- The Arena di Milano is an historic site for Inter and most of all for him,
the first to coach in a tracksuit and to go out onto the pitch with his players:
Arpad Weisz, who in the 1929/30 season won the first Scudetto in a single-table
Serie A. A coach truly ahead of his time.
On Thursday, the Allievi youth sides of Inter, AC Milan and Bologna will take to the pitch in the first edition of the three-team tournament organised by the City of Milan, together with the City of Bologna, the organisation 'W il Calcio' [Up with Football], and numerous other figures from government and trade unions.
Who was Arpad? A Hungarian-born Jew and a player who had already seen the world by the 1930s. Milan managed to lure him into his second career as a coach. He was methodical, well versed in tactics and very young in an era in which it was a job for much more experienced men. And he was someone in love with the sport.

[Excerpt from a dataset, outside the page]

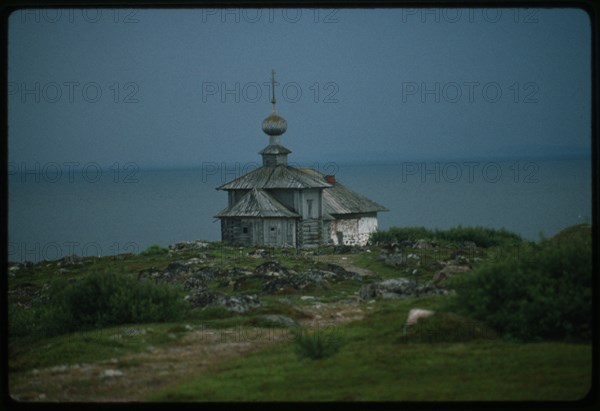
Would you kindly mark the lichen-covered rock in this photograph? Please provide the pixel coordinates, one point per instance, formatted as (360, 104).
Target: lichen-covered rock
(237, 303)
(397, 288)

Arpad Weisz’s second career was a brilliant and victorious one. He encountered the young Giuseppe Meazza and quickly understood his genius. After that legendary Scudetto with the Nerazzurri, the then husband and father of two went on to coach Bologna in another successful stint.
At school we learn about the Nazis and their horrific extermination of the Jews, and it’s something awful that we store as a kind of knowledge. But it’s often difficult to perceive that it could also be something so real and concrete.
The story of Arpad Weisz, however, makes it tragically tangible. A football idol forced to flee the country due to the enactment of the Italian Racial Laws, first to Paris, then to the Netherlands. A man, a woman and two children on the run. Until the morning they were caught.
Awaiting him was a long and drawn-out end in the concentration camp at Auschwitz. His family was met with an immediate death, gassed upon their arrival in Birkenau.